Iberia has been living dangerously for years. Today the airline is very close to bankruptcy for many reasons, even if pilots insist on the cheap argument that the main fault is the company management, who is to blame for years of irregularities.
According to the analysts, the average cost of one day of pilot strike was estimated in around 3 million euros. Today this would mean an extra cost of more than 50 million, added to the airline’s 127 million restructuring plan. But it could cost much more: Iberia operates the handling for most of the airlines at many Spanish airports and a strike could result in having to pay a compensation for those companies affected by the lack of service, which would add to the cancellation of reservations.
The once flagship company, today in private hands, had all the elements to become the object of a tricky, convoluted conflict and in the end it’s become the national talk, an experimental lab. Customers complain about anything, from delays to the orange juice served on board. Also, the airline is extremely vulnerable and dependent on political instability, oil prices and Spain’s economic crisis. A third factor would be Iberia’s staff heterogeneity: many of whose groups are susceptible to stop the activity of the company. And they are not only aware of it, they also exert that power more often than we’d think. The most paradigmatic of them all is the pilot’s union (SEPLA). For them, the rest of the staff is irrelevant.

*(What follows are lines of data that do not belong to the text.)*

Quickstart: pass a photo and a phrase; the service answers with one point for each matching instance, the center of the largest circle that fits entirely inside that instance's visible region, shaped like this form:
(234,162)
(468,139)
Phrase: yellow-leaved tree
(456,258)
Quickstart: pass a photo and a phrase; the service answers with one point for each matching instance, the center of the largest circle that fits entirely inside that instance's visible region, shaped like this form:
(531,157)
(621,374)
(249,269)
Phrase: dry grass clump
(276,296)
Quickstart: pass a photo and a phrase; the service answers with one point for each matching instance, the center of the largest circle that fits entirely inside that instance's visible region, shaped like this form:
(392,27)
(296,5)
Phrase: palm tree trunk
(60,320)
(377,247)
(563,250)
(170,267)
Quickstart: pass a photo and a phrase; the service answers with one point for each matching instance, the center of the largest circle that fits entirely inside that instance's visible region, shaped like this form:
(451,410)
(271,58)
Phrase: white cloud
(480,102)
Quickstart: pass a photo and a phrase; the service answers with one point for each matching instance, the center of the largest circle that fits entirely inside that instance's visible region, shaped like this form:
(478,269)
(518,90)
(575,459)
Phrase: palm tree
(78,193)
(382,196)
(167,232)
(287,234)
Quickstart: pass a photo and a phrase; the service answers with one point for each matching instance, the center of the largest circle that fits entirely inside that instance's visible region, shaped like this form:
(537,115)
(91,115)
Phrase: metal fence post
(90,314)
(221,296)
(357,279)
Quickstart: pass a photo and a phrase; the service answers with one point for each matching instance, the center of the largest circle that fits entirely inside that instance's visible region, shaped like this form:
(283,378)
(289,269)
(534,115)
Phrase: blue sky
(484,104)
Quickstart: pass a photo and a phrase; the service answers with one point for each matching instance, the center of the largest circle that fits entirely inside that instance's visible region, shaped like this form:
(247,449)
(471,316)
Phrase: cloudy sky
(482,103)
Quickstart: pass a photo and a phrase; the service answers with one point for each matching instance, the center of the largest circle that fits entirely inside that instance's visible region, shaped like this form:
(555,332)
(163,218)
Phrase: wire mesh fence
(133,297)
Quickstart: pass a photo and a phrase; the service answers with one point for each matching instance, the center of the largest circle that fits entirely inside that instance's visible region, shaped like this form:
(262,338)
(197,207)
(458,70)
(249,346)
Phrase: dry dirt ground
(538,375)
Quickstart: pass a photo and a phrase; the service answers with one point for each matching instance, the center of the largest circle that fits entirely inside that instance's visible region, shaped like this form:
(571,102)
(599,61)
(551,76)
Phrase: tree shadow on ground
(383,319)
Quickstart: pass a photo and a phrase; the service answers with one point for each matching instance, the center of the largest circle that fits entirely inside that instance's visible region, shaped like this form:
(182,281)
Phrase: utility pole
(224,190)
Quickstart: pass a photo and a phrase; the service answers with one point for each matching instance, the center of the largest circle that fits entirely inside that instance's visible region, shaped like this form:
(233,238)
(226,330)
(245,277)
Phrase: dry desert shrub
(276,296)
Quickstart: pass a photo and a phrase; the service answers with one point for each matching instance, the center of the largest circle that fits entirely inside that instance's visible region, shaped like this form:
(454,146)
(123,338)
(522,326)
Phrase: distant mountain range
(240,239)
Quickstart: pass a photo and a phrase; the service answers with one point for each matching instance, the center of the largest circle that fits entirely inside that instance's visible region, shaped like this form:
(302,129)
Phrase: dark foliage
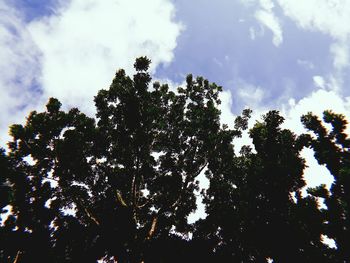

Iberia’s ground staff is having a strong role in this strike. It’s the first time that all unions are acting together but it would be too simple to think they all have problems with their working conditions -even if some do and they are right to protest against them-. For many analysts the unions also have an agenda.
And the icing of the cake is the outside enemy. Iberia and British Airways merger in the International Airlines Group (IAG) gives the staff a scapegoat, even if this means to create a fiction based on falsehoods and inaccuracies.
With all these elements, it is quite complicated to see an agreement on the horizon. It is even difficult to agree on what the problem is. There is a theory that states that recognizing a problem is already 50% solution and that humans tend to face big problems by creating defense or attack mechanisms. A clear defense mechanism, but it can lead us to disaster, is not to recognize the seriousness of the problem. The attack would be to fully recognize the seriousness of the situation and to try to develop effective solutions, no matter how costly and painful they are. But none of that is happening at Iberia.
Note: International Airlines Group (IAG) is the company resulting from the merger of Iberia and British Airways in April 2010. BA has 55% and Iberia 45%. This agreement and the weight of each of the companies shall be reviewed in 2016, estimating that for then, participation of Iberia in IAG will fall and, conversely, that of BA will rise considerably. This is causing uncertainty among the Spanish airline staff, who wants the managers commitment to make sure that the current status quo won’t change.